The Prediction Machine was developed during the Relate (Timestreams) project that took place in 2012, in collaboration with the artist and designer Mark Selby and as part of my work with Active Ingredient. This project came out of another project I worked on with Active Ingredient – A Conversation Between Trees and before that The Dark Forest. We’ve been thinking about forests and sensing the environment for quite some time it seems.
I sat with my colleagues in Bestwood Park, a forest on the edge of the city of Nottingham on a sunny summers day of 2012 and we planned a series of artistic experiments that looked at the theme of energy and climate change that was the theme of the larger research project we were commissioned to work on by Horizon at the University of Nottingham.
Sitting amongst the bugs and trees in an English forest we talked about how the seasons are changing and what that might mean for our culture, for our folklore, for Shakespeare and the poets who talked of seasons changing as metaphors for ageing, emotional turmoil and as a fixed concept ‘as surely as the seasons will change’.
But what if they don’t? What if they move about and Summer becomes Winter, Autumn and Spring act the same. We are starting to see wet seasons, stormy seasons and heatwaves that hardly correspond to our ideas of the seasons – and this is in England where we expect it to go from rain, sun and storm in one day.
Out of this conversation the idea for a machine that predicts extreme weather was borne. Something that was playful, something like the old arcade machines. The idea that weather forecasts and climate predictions are like horoscopes, that merges folklore, hearsay, scientific data and knowledge from climate science.
The first prototype of the machine and the fortune cookies were made when we spent a week on an artist residency on a farm (owned by the performance company Zecora Ura/Gargarullo) in the mountains of the Mata Altantica, Brazil. It took 2 hours to walk from the bus stop, through forest and agricultural land to the farm. Nothing could be seen from the farm but forested and deforested hills. As the storms rumbled in from the Atlantic Ocean the monkeys in the trees grumbled, the forest managers told us that when the monkeys made noises the storms were coming. We kept an eye out for the Pumas roaming in the forest around us and the snakes hidden in the banana trees, we were entranced by the birds (hummingbirds waking us up in the morning), fireflys and their magnificant displays as we walked to our rooms at night.

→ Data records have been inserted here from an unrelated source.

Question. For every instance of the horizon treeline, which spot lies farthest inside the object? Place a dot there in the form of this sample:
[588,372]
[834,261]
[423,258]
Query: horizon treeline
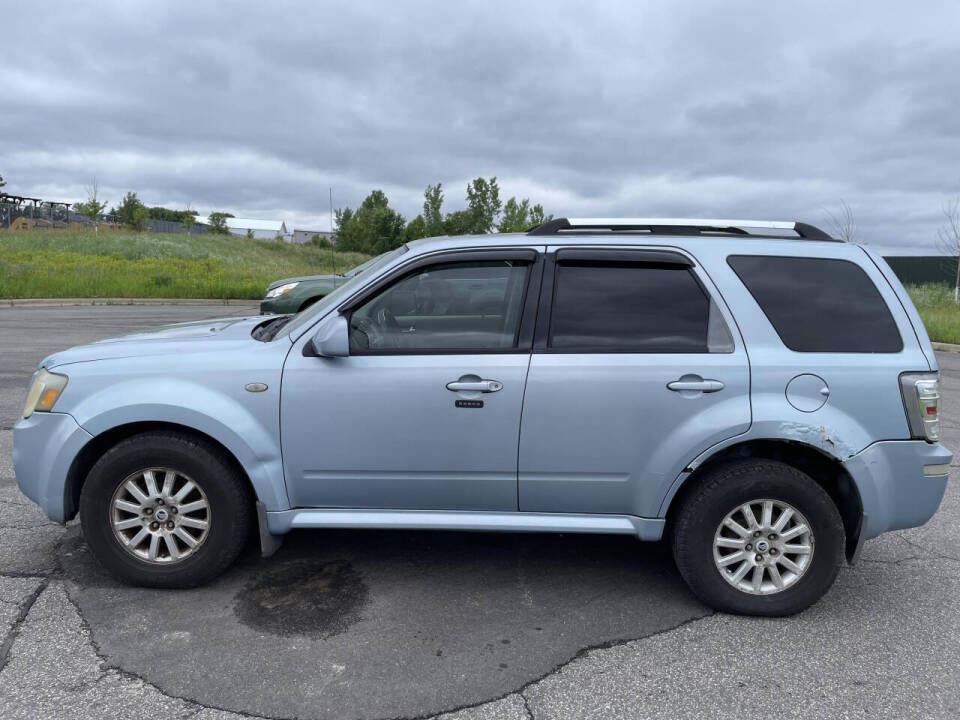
[375,227]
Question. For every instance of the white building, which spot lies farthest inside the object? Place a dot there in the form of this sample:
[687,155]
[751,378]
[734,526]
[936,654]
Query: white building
[261,229]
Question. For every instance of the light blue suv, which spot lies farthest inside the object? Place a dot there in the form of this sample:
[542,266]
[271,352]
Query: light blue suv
[761,394]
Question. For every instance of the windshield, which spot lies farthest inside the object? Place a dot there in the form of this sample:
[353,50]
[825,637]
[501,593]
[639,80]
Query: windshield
[306,316]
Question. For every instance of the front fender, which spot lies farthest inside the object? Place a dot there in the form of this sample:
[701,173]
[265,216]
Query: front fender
[249,429]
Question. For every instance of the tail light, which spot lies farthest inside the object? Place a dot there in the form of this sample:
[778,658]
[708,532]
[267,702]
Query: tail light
[921,399]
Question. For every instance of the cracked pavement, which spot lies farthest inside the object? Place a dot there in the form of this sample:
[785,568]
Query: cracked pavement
[412,624]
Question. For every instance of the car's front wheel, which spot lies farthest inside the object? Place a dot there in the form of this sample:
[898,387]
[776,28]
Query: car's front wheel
[165,510]
[758,537]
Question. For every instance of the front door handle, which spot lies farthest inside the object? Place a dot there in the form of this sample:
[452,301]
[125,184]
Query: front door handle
[475,386]
[698,385]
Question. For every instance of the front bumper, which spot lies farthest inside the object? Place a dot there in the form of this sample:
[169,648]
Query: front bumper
[44,447]
[895,490]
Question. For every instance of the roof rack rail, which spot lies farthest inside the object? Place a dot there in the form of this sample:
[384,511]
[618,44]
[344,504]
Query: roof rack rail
[680,226]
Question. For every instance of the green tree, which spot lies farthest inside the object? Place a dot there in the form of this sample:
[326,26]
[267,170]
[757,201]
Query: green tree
[92,207]
[433,210]
[373,228]
[537,216]
[520,217]
[483,203]
[189,218]
[480,215]
[416,229]
[218,223]
[132,212]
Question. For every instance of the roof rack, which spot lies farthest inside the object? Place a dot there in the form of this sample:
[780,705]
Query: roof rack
[680,226]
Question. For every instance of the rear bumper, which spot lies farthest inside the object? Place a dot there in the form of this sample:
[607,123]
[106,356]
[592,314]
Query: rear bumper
[901,483]
[44,447]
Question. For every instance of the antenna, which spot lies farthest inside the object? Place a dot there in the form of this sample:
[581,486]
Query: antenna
[333,252]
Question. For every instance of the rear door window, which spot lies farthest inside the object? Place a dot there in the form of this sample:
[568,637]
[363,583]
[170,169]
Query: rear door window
[633,307]
[819,304]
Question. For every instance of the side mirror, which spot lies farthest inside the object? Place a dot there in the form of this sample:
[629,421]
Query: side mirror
[332,338]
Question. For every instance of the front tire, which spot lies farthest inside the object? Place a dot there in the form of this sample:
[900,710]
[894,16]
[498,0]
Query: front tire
[758,537]
[165,510]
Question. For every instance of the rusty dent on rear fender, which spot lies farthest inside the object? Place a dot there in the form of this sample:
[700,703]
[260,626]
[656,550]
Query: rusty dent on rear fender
[818,436]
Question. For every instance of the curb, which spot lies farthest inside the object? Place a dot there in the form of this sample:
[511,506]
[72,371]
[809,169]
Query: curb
[62,302]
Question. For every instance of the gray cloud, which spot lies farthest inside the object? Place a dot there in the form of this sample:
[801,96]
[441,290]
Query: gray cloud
[734,109]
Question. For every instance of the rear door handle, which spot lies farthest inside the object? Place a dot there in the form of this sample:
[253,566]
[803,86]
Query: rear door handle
[695,385]
[475,386]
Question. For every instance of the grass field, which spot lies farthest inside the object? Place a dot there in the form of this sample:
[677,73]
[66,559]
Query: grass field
[940,313]
[61,263]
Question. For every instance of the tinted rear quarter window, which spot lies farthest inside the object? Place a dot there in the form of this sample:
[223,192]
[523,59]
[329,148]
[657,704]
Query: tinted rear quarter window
[819,304]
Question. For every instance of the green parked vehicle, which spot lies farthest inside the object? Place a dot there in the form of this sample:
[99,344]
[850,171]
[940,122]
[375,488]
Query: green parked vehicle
[291,295]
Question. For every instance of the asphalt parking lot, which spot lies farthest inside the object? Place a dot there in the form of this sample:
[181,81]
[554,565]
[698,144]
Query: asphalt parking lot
[411,624]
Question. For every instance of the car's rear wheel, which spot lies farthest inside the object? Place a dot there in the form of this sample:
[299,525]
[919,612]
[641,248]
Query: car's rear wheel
[758,537]
[165,510]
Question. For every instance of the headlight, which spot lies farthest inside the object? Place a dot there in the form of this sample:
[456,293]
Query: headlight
[281,290]
[45,388]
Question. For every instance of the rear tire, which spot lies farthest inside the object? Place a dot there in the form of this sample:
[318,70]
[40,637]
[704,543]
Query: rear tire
[165,510]
[758,537]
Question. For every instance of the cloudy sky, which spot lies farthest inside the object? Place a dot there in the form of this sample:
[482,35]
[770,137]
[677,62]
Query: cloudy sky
[732,109]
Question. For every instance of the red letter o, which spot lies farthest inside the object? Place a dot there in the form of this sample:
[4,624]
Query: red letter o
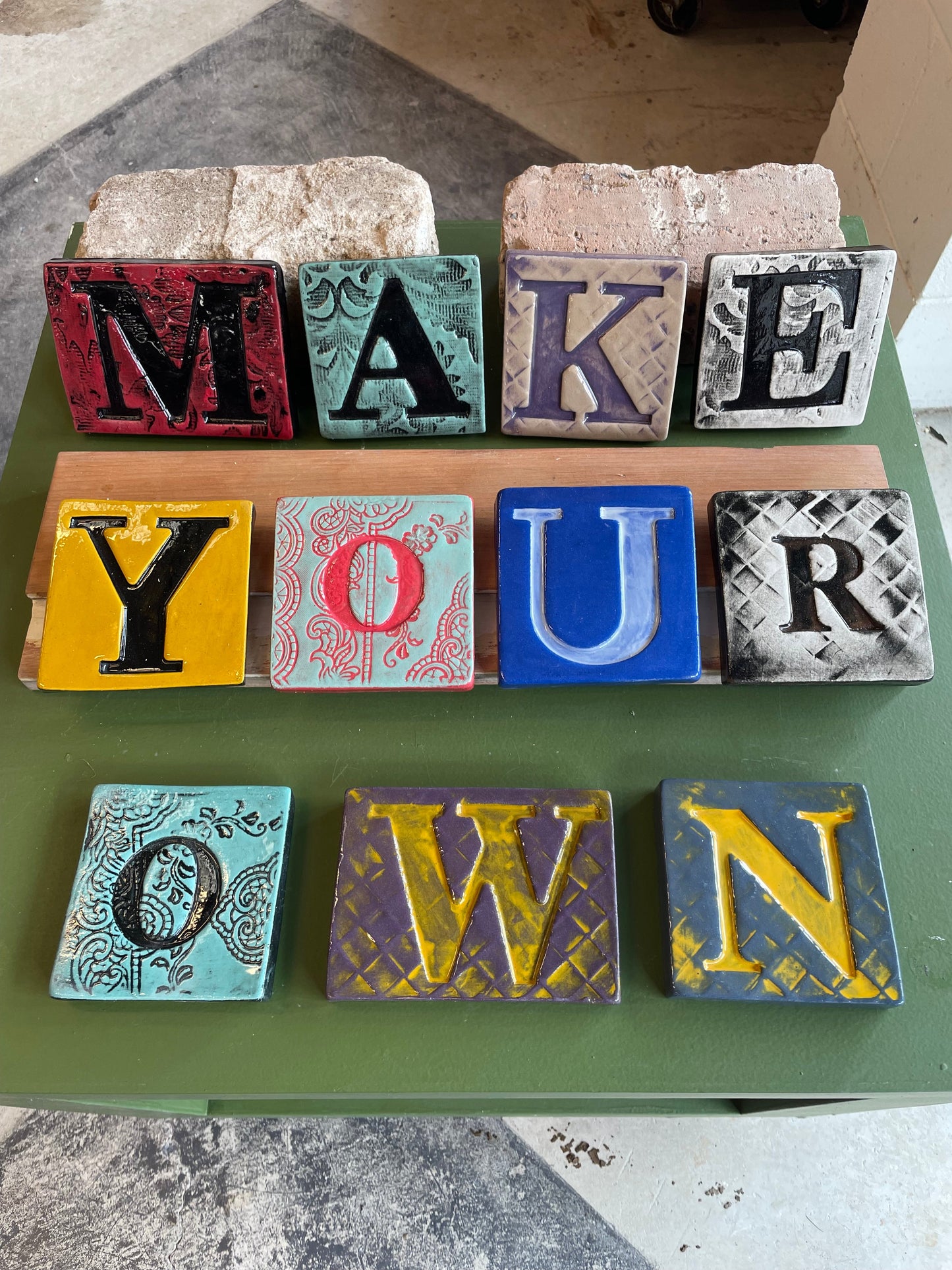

I interviewed the artists on the residency and the forest managers who were the only other people for miles around about their weather predictions, why they made the predictions and what would happen if an extreme storm arrived. We looked at weather and climate data on the intermittently connected internet and saw that the temperature of the Atlantic ocean was heating up every year, we saw that a storm was predicted in North America and the Carribean (it turned out to be Hurricane Sandy).
I imagined what it would be like if a storm came and left us stranded. These thoughts in November 2012 are sadly closer to reality now in January 2014. Within two years many extreme weather events have cost lives, disruption and effected millions of people around the world. There is a bit of me that wonders if my Prediction Machine is too late – surely we all now know about Climate Change – and we are seeing it in the storms and heatwaves now.
But the scientists still need evidence to say ‘yes – this is a climate moment’ and we all get on with our lives, finding it hard to perceive risks in every car ride, flight, consumption moment we are complicit in. Dr Bountempo explained to me that humans are not built to deal with long term, multilifespan, global risks. Maybe we only act when we are at the point of fight or flight.
So lets see what happens, if people feel that they have experienced climate change, how do we mark it? How do we bring this into our everyday lives and understand the threats and risks and act accordingly?